Nepal's ruling parties missed yesterday's deadline to form an interim parliament with Maoist rebels, the latest in a series of delays that have prompted a Maoist leader to question the government's commitment to a landmark peace accord.
Days after signing a peace accord with the communist rebels to end a decade-old insurgency that claimed more than 13,000 lives, there was no sign of the interim parliament mandated in the accord, officials said.
The Maoists blamed the government for the delay.
"We want to keep up with the schedule, but it is the government which is slowing things by not making any preparation," said Dev Gurung, a member of the communist rebels' peace talks team.
Gurung said Maoist leader Prachanda, who goes by one name, planned to meet Nepalese Prime Minister Girija Prasad Koirala to express the rebels' concerns.
"It appears the government is not serious about following the agreement," Gurung said.
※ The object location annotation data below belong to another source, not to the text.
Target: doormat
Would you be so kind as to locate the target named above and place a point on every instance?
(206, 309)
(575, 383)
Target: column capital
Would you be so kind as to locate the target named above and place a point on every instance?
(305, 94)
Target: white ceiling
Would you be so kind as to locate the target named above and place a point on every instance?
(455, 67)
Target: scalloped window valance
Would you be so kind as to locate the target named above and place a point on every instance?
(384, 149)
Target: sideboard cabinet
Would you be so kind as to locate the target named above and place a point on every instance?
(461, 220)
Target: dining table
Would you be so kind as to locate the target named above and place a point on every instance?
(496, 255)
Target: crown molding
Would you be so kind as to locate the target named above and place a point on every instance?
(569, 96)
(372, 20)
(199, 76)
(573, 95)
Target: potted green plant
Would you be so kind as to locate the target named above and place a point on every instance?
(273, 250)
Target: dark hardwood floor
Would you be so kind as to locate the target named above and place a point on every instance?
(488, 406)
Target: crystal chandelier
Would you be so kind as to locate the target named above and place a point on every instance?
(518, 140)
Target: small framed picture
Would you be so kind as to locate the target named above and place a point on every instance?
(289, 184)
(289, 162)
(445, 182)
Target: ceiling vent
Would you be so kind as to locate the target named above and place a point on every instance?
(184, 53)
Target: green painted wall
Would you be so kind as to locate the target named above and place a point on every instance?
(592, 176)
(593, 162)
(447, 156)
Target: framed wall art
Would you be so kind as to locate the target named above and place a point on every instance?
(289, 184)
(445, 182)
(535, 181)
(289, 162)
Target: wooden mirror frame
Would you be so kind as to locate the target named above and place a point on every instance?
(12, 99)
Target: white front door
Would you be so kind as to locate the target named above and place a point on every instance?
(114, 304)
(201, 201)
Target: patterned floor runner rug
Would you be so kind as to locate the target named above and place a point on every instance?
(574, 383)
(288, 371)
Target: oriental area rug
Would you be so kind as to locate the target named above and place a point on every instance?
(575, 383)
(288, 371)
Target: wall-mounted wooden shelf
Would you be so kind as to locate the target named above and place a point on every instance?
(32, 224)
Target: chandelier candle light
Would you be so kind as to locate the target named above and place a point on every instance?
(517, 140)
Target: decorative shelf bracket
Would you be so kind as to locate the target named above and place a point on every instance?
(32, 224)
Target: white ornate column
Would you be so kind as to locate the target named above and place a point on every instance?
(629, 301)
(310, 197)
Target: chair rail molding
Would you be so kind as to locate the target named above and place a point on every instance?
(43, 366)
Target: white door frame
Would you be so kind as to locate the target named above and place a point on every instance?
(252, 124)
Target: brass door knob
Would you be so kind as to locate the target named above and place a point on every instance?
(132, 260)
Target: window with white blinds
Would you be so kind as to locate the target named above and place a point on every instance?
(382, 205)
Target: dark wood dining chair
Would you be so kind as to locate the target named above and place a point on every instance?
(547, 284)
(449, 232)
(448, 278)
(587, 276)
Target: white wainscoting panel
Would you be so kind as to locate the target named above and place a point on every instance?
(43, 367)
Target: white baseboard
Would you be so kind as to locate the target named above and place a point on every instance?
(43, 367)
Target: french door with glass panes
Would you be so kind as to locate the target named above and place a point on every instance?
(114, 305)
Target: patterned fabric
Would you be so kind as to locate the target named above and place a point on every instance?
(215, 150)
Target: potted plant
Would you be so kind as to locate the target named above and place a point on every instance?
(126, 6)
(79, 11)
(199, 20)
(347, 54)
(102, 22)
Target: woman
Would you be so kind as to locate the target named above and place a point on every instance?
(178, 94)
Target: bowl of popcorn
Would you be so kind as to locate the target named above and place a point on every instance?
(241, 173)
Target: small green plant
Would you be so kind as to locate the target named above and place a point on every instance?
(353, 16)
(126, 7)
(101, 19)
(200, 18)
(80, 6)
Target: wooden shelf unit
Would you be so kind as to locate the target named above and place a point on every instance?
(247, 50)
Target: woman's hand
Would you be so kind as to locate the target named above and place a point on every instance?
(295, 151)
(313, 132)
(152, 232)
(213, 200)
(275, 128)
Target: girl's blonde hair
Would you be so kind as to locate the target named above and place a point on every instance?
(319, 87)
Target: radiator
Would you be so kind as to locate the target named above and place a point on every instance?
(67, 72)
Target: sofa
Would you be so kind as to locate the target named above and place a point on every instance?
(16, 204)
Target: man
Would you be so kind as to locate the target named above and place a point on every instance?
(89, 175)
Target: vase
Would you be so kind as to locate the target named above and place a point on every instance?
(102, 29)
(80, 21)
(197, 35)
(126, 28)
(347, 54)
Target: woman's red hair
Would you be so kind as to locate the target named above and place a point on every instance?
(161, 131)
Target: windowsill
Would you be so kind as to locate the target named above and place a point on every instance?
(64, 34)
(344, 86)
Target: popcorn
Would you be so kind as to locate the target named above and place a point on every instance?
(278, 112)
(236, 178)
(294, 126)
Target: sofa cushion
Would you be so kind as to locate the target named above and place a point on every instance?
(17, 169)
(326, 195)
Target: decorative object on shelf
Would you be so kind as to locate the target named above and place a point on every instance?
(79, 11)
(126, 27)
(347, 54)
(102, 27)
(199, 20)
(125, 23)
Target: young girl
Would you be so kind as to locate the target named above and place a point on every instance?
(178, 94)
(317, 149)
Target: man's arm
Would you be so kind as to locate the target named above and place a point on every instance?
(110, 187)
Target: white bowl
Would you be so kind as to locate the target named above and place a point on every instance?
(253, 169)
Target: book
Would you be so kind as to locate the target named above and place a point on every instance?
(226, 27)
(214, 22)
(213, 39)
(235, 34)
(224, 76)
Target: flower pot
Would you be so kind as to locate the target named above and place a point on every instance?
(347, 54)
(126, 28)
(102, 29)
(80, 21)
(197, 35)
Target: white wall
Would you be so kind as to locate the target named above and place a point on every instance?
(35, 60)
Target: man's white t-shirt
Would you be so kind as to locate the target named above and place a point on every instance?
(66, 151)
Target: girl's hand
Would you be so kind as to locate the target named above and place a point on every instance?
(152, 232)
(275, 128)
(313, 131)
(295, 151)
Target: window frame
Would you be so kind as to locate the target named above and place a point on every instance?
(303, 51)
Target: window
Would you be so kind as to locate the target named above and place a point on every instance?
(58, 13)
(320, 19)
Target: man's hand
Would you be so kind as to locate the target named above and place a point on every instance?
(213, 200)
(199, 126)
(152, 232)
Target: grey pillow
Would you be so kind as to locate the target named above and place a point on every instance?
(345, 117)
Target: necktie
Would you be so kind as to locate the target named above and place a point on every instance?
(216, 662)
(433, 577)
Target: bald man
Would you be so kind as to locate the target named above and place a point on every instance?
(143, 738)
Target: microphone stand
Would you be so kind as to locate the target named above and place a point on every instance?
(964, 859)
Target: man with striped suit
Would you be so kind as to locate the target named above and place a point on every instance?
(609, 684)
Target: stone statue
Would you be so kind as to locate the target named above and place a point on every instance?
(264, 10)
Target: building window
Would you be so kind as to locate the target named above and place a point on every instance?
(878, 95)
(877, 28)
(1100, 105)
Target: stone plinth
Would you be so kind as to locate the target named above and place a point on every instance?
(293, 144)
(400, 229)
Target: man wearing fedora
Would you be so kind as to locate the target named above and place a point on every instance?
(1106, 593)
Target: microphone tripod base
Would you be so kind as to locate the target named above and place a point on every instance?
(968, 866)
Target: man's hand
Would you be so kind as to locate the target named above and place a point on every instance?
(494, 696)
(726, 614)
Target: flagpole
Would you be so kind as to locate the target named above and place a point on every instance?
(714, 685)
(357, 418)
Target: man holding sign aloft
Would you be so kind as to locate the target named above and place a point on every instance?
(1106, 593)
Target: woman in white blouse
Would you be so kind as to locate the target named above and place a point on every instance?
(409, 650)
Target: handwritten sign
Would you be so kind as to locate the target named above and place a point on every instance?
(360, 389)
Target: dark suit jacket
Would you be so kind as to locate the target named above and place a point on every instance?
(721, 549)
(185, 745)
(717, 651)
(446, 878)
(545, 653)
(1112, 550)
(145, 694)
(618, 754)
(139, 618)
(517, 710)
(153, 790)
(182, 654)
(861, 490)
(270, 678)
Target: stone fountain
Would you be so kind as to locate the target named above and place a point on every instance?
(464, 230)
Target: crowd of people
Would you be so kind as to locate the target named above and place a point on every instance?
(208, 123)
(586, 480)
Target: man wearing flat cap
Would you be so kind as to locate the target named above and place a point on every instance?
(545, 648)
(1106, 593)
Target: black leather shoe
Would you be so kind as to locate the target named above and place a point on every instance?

The government said that officials had been busy with other issues related to the peace process.
Tourism Minister Pradeep Gyawali said the government had been occupied by talks with the Maoists and the UN on setting up and operating camps where the Maoist fighters would be confined.
"The interim parliament may have been delayed by maybe a week, but we are all involved in the peace process," Gyawali said.
Under the peace deal, the Maoists will receive 73 of the 330 seats in the interim parliament. Koirala's Nepali Congress party will retain the largest bloc, with 85 seats, while the Maoists' number of seats will equal that held by the Communist Party of Nepal. The rest of the seats will be shared among other, smaller parties.